La direction fut directe aux toilettes. Elles empestaient << PANNE D’EAU >>.
Il ne s’y attardera pas.
Il tomba nez-à-nez avec un occupant de son gîte septique : “Bonjour”, dit-il.
- Bonjour, dit l’autre.
Il disparut dans le repli au relent de puanteur.
Puis, Franck se planta devant la vitre noire, les bras campés sur la barre de maintien ; l’oculus éclairé, blanc, de la porte des toilettes y transparaissait comme la pleine-lune.
Dehors sévissait une tempête terrible ; il fixait alors la lune, comme l’illusion parfaite de ses songes. L’orage, juste à ce moment là, avait grondé, et l’éclair qui zébrait l’Horizon sur le wagon de queue du train de nuit, ses deux lanternes rouges... Un mystère.
Quand la porte s’ouvrit des toilettes, il crut bien défaillir - l’odeur était juste bonne à le ramener sur terre !
Merde ! jura-t-il en lui : Y’a toujours quet’chose qui cloche dans ces trains. Quand c’est pas la bouffe infecte, le vin tourné, où la compagnie, l’infâme compagnie des wagons-lits ...
Il regagna sa cabine.
Au passage, Franck surprit une discussion entre la Grand-mère du 22 et sa petite fille :
“ Elle est pas grande la mer, dit la petite. Elle est jusqu’à là-bas ! elle est jusqu’à tout là-bas...

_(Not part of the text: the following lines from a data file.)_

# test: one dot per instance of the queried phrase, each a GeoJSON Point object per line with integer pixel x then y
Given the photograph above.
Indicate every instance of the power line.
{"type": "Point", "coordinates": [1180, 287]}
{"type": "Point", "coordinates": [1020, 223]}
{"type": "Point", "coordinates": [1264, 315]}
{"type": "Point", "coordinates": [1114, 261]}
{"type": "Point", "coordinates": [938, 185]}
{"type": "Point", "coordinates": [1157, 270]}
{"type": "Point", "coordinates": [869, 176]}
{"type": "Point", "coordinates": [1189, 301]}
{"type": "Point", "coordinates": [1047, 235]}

- “ Quoi ? Qu’est-ce que tu dis ? Tu dérailles !
- Dis, Mamie. Elle est où la mer ?
- “ Elle est plus là, ma Chérie. Viens, on va dormir. Tu vas dormir avec Mam...
<< On n’a pas idée de donner des enfants adorables comme ça en pâture à des M... des M... >> Le mot ne sortait pas, mais, se promit-il : “je sortirai plus tard pour rendre visite à la petite fille”. Puis il s’endormit.
Viens. Viens... Suis-moi...
“ Je peux monter sur ton dos ?
- Oui. Monte sur mes épaules ; on va faire un tour de manège dans le train de nuit ; au changement de wagon, dans les soufflets, tu baisseras bien la tête. D’accord ?
“Oui oui !”
Tagada tagada...
“C’est ssssSUPER !
- Tiens, attention ! un soufflet : tu baisses bien la tête !
“ Oui. Houuu !...
- Ça t’a plu ? demanda l’aviateur. (rien)
<< Dis. Ça t’a... Alors ! tes impressions ?... (toujours rien)
<< Tu vas descen... >> et c’est là qu’il comprit ; quelque chose de mouillé le chatouillait déjà dans le creux de ses épaules. Quelque chose de...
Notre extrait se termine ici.